Log-Likelihood and Maximum Likelihood Estimation

Under a Gaussian assumption, the log-likelihood is

\[ \log L(\omega,\alpha,\beta) = -\frac{1}{2}\sum_{t=1}^{N}\left[\log(2\pi\sigma_t^2) + \frac{\varepsilon_t^2}{\sigma_t^2}\right] \tag{3} \]

This has the same form as the log-likelihood derived from the Kalman filter’s prediction-error decomposition in https://yuhi-sa.github.io/en/posts/20260715_arima_state_space_kalman/1/ (the difference: instead of the state-space model’s covariance \(P_{t|t-1}\) , GARCH’s own recursion updates the conditional variance \(\sigma_t^2\) directly).

Python Implementation

import numpy as np
from scipy.optimize import minimize

# Simulate a GARCH(1,1) process (to generate verification data)
def simulate_garch(omega, alpha, beta, n, rng):
    eps, sigma2 = np.zeros(n), np.zeros(n)
    sigma2[0] = omega / (1 - alpha - beta)  # initialize at the unconditional variance
    z = rng.standard_normal(n)
    eps[0] = np.sqrt(sigma2[0]) * z[0]
    for t in range(1, n):
        sigma2[t] = omega + alpha * eps[t - 1] ** 2 + beta * sigma2[t - 1]
        eps[t] = np.sqrt(sigma2[t]) * z[t]
    return eps

rng = np.random.default_rng(7)
returns = simulate_garch(omega=0.05, alpha=0.10, beta=0.85, n=2000, rng=rng)

def arch_style_backcast(r, decay=0.94, tau=75):
    tau = min(tau, len(r))
    w = decay ** np.arange(tau)
    w /= w.sum()
    return np.sum(w * r[:tau] ** 2)

def garch_negloglik(params, r, sigma2_0):
    omega, alpha, beta = params
    if omega <= 0 or alpha < 0 or beta < 0 or alpha + beta >= 1:
        return 1e10
    N = len(r)
    sigma2 = np.zeros(N)
    sigma2[0] = sigma2_0
    for t in range(1, N):
        sigma2[t] = omega + alpha * r[t - 1] ** 2 + beta * sigma2[t - 1]
    ll = -0.5 * np.sum(np.log(2 * np.pi * sigma2) + r**2 / sigma2)
    return -ll

sigma2_0 = arch_style_backcast(returns)
res = minimize(
    garch_negloglik, x0=[0.1, 0.05, 0.8], args=(returns, sigma2_0),
    method="L-BFGS-B", bounds=[(1e-6, None), (0, 1), (0, 1)],
    options={"maxiter": 10000, "ftol": 1e-12, "gtol": 1e-10},
)
omega_hat, alpha_hat, beta_hat = res.x

arch_style_backcast estimates the initial variance \(\sigma_0^2\) as an exponentially weighted average (decay 0.94) of the first 75 samples, matching the convention used by the arch library (initializing with the plain sample variance slightly distorts the likelihood computation early on).
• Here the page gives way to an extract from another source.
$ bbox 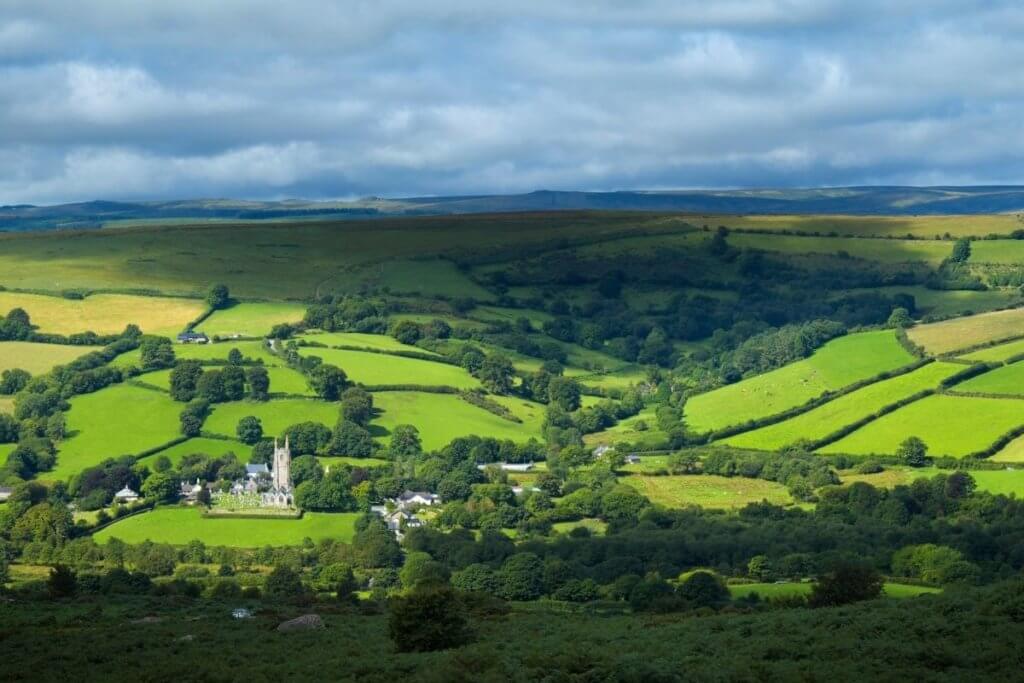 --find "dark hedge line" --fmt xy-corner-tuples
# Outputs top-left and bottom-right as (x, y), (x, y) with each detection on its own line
(694, 358), (935, 444)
Numerical Experiment: Comparison Against the arch Library

We simulated 2000 samples of GARCH(1,1) returns with true parameters \(\omega=0.05\) , \(\alpha=0.10\) , \(\beta=0.85\) , then fit both the from-scratch MLE above and arch.arch_model (vol="Garch", p=1, q=1) to the same data.

ParameterFrom-scratcharch libraryDifference
\(\omega\)0.0361710.0359342.4×10⁻⁴
\(\alpha\)0.0786600.0784731.9×10⁻⁴
\(\beta\)0.8818390.8822644.3×10⁻⁴
Log-likelihood-2678.305-2678.3540.05

Parameters and log-likelihood agree closely (the residual differences are at the level of optimizer convergence tolerance). Both estimates deviate somewhat from the true values (estimated \(\alpha \approx 0.079\) vs. true 0.10), which is ordinary finite-sample estimation error at \(N=2000\) . The high persistence \(\alpha+\beta \approx 0.96\) is correctly recovered, close to the true persistence used in the simulation, \(0.10+0.85=0.95\) .

Summary: How ARIMA and GARCH Divide the Work

https://yuhi-sa.github.io/en/posts/20260226_arima/1/ and this article are complementary.

ModelTargetStructure captured
ARIMAMean \(E[r_t]\)Autoregression / moving average (predictability of the level)
GARCHConditional variance \(\text{Var}[r_t \mid \mathcal{F}_{t-1}]\)Volatility clustering (predictability of risk)

In practice, combining both into an ARIMA-GARCH model (ARIMA for the mean, GARCH for the residual variance) is the standard starting point for financial time-series analysis.

References

  • Bollerslev, T. (1986). Generalized autoregressive conditional heteroskedasticity. Journal of Econometrics, 31(3), 307-327.
  • Engle, R. F. (1982). Autoregressive conditional heteroscedasticity with estimates of the variance of United Kingdom inflation. Econometrica, 50(4), 987-1007.
  • Sheppard, K., et al. ARCH: Autoregressive Conditional Heteroskedasticity Models in Python (arch library documentation).
  • Ljung, G. M., & Box, G. E. P. (1978). On a measure of lack of fit in time series models. Biometrika, 65(2), 297-303.